ANAHTAR, ARANAN KUFODİNAS Güvenlik birimlerine göre, 1990'lı yıllardaki bu temaslarda önemli rol oynayan kişi ise bugün 17 Kasım Örgütü'nün 'tetikçisi' olarak aranmakta olan 'Mitços' kod adlı Dimitris Kufodinas'tı.
Yunan makamları, Dimitris Kufodinas'ın yakalanmasıyla 7 Ekim 1991'de öldürülen Atina Büyükelçiliği Basın Ataşesi Çetin Görgü ve 4 Temmuz 1994'de öldürülen Atina Büyükelçiliği ikinci sekreteri Ömer Sipahioğlu cinayetlerinin aydınlanacağını düşünüyorlar.
PKK VE DEV-SOL İŞBİRLİĞİ Gazete 1988 öncesinde gergin olan Dev-Sol - PKK ilişkilerinin daha sonra değiştiğini ve bu örgütler arasında birlikte operasyon, ortak lojistik destek, ortak planlamanın hayata geçtiğini de yazdı. Gazeteye göre, bu yıllarda Fransa'da faaliyet gösteren 'Action Direct' ile Dev-Sol ilişkileri gelişti ve Dev-Sol üyeleri eğitim için Fransa'ya gitti. Bu kişiler daha önce PKK üyelerini eğiten, 'Remi' kod adlı kişi tarafından eğitiliyor. Gazeteye göre, polis makamları, Atina'da 1994 yılında Türk diplomat Ömer Sipahioğlu'nun, PKK yanlısı Theofilos Yeorgiadis'in öldürülmesine misilleme olarak yapıldığını düşünüyorlar. Ömer Sipahioğlu cinayetine ilişkin bilgilerin ortaya çıkmasını, 17 Kasım - Dev-Sol ilişkisinin 'anahtarı' olarak görüyorlar.
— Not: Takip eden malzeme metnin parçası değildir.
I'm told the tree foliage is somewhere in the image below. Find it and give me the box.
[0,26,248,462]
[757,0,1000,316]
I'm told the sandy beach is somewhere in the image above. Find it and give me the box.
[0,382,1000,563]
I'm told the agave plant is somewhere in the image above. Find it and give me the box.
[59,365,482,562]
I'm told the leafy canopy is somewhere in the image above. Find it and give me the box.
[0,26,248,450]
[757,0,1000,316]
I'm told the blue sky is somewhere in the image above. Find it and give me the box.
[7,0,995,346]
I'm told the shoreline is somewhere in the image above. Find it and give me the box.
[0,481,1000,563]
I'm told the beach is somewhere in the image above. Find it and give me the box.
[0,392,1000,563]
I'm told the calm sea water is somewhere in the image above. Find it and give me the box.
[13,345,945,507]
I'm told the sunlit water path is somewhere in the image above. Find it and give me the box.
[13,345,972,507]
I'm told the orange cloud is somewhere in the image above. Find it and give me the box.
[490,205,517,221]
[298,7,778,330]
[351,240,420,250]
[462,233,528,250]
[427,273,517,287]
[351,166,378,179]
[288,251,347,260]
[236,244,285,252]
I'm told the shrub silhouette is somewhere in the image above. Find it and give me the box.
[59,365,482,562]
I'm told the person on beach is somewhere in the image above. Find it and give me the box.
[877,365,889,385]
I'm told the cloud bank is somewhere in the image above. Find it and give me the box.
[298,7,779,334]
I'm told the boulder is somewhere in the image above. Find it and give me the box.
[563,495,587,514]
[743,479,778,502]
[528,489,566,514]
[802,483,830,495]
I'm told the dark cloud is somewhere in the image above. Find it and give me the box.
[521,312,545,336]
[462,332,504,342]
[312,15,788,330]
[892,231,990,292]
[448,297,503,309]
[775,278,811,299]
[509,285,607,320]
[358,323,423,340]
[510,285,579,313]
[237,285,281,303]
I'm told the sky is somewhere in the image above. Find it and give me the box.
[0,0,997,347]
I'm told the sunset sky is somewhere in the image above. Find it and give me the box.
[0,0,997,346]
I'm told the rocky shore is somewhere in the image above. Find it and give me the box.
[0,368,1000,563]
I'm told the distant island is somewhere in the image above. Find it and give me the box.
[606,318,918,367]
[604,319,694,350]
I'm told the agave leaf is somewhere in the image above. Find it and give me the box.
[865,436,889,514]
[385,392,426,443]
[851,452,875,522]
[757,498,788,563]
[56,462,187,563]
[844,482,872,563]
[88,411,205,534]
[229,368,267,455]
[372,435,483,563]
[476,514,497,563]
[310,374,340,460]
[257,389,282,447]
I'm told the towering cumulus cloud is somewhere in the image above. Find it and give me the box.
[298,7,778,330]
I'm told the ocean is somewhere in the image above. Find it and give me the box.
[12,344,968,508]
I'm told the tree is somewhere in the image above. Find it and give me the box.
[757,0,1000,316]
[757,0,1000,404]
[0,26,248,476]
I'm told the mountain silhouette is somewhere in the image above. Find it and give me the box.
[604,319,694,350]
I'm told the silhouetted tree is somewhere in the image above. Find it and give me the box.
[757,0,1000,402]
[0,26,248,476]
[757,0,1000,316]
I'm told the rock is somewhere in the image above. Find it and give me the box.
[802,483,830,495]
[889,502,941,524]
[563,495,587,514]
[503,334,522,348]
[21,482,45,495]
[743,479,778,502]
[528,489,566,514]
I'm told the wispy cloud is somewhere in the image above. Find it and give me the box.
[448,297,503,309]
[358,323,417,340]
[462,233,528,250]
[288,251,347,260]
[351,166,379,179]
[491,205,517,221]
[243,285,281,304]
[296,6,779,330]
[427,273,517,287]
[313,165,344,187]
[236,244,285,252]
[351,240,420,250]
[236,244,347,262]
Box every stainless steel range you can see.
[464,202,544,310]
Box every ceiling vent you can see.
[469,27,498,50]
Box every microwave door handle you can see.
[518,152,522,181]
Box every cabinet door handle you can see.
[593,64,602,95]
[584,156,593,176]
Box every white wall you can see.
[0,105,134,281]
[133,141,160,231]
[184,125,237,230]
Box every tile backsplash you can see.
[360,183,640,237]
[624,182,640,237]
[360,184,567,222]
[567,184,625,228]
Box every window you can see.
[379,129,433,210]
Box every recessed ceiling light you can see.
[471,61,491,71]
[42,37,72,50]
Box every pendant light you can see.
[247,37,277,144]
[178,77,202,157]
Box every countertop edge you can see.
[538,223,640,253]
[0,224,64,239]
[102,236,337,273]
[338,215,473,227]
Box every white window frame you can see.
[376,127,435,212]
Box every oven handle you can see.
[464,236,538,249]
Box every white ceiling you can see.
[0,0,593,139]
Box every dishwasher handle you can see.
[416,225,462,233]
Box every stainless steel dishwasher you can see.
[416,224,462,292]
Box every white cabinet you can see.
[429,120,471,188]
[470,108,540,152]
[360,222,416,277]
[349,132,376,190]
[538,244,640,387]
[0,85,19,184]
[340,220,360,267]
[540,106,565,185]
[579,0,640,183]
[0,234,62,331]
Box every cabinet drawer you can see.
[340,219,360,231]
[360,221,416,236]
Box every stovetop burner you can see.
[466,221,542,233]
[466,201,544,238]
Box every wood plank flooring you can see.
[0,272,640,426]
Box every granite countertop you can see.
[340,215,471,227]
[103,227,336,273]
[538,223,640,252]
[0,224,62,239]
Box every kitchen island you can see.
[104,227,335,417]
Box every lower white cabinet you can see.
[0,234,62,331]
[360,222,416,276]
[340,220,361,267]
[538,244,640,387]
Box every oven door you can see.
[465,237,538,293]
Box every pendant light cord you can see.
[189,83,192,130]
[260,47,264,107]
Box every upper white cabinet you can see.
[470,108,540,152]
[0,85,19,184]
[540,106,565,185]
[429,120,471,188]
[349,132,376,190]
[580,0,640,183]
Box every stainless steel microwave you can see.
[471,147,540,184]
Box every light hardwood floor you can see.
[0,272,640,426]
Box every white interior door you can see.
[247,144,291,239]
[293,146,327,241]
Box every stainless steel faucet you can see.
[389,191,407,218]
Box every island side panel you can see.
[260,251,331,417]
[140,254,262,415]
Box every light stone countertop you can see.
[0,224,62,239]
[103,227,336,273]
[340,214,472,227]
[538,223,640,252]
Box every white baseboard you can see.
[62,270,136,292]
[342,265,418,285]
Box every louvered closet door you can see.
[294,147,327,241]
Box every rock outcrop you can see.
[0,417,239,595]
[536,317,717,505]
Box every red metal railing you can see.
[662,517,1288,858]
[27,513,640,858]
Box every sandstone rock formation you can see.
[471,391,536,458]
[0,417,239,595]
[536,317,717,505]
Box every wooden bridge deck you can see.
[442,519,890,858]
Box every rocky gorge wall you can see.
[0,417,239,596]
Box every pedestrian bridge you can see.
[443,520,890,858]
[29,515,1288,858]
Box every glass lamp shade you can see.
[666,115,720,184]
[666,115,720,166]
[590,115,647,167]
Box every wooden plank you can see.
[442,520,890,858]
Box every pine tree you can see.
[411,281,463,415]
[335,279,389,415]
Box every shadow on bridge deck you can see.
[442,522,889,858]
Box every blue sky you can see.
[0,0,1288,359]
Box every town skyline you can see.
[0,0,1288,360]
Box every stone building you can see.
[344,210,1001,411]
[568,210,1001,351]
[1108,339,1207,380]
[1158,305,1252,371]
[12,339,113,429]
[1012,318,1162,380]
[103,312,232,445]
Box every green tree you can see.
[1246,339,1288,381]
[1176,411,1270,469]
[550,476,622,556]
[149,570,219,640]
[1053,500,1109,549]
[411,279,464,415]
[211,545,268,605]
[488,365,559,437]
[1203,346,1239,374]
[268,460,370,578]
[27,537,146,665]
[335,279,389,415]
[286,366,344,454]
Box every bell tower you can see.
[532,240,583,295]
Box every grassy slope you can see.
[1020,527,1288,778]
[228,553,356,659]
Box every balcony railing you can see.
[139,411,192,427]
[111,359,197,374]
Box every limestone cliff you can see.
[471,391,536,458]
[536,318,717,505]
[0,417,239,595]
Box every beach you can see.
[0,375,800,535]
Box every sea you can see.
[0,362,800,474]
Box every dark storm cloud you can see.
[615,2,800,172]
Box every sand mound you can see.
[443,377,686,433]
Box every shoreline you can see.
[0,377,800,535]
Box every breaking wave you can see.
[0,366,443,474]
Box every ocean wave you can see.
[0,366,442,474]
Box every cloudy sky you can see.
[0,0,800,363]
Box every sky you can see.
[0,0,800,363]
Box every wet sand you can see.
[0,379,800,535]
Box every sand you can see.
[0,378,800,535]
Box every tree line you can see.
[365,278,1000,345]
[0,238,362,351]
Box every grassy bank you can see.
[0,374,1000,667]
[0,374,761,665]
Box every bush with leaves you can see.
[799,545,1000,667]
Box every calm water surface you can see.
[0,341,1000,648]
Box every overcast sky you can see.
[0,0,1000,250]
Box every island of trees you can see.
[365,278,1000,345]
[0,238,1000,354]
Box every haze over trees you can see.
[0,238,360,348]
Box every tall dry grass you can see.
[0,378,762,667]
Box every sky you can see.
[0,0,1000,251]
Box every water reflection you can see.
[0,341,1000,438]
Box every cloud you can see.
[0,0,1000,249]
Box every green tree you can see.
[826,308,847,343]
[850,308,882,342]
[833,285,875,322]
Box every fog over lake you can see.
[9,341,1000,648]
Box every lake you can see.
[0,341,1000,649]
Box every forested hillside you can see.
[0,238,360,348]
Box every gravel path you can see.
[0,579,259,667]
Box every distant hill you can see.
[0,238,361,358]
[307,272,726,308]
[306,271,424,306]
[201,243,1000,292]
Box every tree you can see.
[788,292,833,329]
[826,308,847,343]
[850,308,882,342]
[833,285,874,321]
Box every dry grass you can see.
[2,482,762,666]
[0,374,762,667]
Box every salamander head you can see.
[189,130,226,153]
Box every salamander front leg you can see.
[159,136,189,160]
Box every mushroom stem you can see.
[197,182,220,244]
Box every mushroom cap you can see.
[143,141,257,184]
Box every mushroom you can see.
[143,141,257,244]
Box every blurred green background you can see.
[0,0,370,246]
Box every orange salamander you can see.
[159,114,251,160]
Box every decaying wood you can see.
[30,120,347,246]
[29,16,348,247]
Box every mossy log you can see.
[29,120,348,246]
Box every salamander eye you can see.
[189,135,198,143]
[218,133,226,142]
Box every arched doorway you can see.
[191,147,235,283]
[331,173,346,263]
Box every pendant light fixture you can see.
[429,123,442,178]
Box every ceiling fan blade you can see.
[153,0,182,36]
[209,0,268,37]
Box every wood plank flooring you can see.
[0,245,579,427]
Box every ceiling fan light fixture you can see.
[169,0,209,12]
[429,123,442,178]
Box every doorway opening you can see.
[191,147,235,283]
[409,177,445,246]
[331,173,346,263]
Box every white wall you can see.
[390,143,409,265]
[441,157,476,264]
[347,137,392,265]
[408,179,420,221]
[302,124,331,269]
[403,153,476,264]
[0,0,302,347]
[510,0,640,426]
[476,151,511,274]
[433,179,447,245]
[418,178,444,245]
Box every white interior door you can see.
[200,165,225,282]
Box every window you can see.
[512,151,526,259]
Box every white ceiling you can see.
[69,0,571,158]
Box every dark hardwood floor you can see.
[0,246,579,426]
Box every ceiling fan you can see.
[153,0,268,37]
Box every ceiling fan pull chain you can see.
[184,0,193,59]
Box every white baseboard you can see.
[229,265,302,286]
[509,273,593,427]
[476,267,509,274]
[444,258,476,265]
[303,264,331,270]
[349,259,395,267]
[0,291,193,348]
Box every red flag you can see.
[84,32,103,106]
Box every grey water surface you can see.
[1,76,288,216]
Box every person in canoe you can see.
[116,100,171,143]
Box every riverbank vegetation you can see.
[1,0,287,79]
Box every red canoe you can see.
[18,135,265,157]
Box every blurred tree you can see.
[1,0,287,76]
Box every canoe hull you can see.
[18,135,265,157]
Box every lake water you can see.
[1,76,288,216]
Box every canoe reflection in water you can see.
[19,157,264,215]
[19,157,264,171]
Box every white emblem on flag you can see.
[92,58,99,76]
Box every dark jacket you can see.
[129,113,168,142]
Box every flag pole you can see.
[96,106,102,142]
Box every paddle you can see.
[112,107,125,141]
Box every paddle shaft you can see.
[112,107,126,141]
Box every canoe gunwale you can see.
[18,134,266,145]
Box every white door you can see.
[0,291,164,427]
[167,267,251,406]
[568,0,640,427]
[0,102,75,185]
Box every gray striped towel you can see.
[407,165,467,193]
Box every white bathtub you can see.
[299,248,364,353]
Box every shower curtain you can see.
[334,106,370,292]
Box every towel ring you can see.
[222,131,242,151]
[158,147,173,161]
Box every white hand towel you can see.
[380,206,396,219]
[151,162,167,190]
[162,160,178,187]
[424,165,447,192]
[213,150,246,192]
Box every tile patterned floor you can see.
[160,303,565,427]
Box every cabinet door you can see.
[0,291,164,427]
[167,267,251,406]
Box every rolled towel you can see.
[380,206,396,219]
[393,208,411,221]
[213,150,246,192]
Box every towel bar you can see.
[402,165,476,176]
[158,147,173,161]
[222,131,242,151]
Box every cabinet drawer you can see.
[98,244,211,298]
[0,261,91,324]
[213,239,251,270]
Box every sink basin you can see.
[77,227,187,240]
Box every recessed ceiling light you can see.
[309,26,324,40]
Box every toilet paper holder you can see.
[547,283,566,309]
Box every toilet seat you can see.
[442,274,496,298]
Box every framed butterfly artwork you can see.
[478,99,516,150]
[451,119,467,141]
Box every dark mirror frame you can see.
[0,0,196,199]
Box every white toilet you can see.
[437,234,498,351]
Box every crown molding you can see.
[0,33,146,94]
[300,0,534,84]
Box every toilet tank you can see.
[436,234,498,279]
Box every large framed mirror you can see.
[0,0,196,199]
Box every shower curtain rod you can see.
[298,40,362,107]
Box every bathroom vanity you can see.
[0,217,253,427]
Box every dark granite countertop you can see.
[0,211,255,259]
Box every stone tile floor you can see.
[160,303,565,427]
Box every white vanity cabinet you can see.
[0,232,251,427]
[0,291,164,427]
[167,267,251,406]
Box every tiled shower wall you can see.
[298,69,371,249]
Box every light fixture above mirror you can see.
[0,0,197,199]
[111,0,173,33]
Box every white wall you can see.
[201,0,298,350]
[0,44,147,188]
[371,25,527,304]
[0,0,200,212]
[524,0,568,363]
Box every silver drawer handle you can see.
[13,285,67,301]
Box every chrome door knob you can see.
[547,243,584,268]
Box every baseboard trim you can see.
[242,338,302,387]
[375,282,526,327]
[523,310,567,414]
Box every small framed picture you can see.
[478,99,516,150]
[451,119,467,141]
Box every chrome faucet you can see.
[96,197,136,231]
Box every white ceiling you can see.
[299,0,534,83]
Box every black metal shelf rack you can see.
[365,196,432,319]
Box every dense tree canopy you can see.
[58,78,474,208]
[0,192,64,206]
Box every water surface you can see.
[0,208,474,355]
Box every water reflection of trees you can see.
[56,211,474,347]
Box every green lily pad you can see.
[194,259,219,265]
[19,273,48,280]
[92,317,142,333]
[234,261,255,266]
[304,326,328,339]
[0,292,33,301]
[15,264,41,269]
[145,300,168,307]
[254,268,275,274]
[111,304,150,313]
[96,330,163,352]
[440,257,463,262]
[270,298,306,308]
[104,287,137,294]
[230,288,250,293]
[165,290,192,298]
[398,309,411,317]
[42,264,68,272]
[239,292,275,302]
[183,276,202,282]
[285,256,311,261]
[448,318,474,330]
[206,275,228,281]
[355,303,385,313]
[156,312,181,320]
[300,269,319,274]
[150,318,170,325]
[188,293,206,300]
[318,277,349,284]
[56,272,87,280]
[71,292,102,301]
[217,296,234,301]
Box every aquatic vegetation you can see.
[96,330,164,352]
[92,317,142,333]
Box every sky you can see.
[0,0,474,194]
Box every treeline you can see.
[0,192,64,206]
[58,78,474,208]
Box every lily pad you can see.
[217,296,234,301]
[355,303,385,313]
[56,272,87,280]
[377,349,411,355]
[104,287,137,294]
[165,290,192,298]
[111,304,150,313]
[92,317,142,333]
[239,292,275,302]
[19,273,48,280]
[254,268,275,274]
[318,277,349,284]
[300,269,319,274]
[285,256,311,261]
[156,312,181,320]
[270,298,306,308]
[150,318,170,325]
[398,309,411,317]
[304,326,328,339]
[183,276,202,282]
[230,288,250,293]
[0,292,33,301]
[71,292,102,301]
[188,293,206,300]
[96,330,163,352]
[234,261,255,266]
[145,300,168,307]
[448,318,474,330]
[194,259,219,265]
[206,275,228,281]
17 KASIM'DA MİLLİYETÇİ AKIMLAR Avrupa ülkelerinin güvenlik makamları da Sipahioğlu cinayeti ile 90'lı yıllar sonrasında 17 Kasım örgütünde görülen 'milliyetçi' eğilimin ortaya çıktığını ifade ediyorlar. Yunan polisinin 17 Kasım operasyonunu yakından izleyen yetkililer, bu cinayetin aydınlatılmasıyla, 17 Kasım ile yasadışı Türk ve Kürt örgütlerinin, hatta bu örgütlerin Yunanistan ve Kıbrıs'taki faaliyetlerine bazı Kıbrıs vatandaşlarının ilişkilerinin nereye kadar ilerlemiş olduğuna ışık tutacağına inanıyorlar.
Silahlı mücadele yanlısı Türk ve Kürt kökenli terör örgütlerinden arda kalan bu örgütün şimdi, Avrupa'daki harekat merkezini Belçika'dan Yunanistan'a taşıma teşebbüsünde olduğuna işaret ediyorlar. Bugün örgütün EYP'e göre 100, MİT'e göre 250 üyesi Yunanistan'da bulunuyor. Önemli faaliyetlerini ise Kuzey Yunanistan'da gerçekleştiriyor.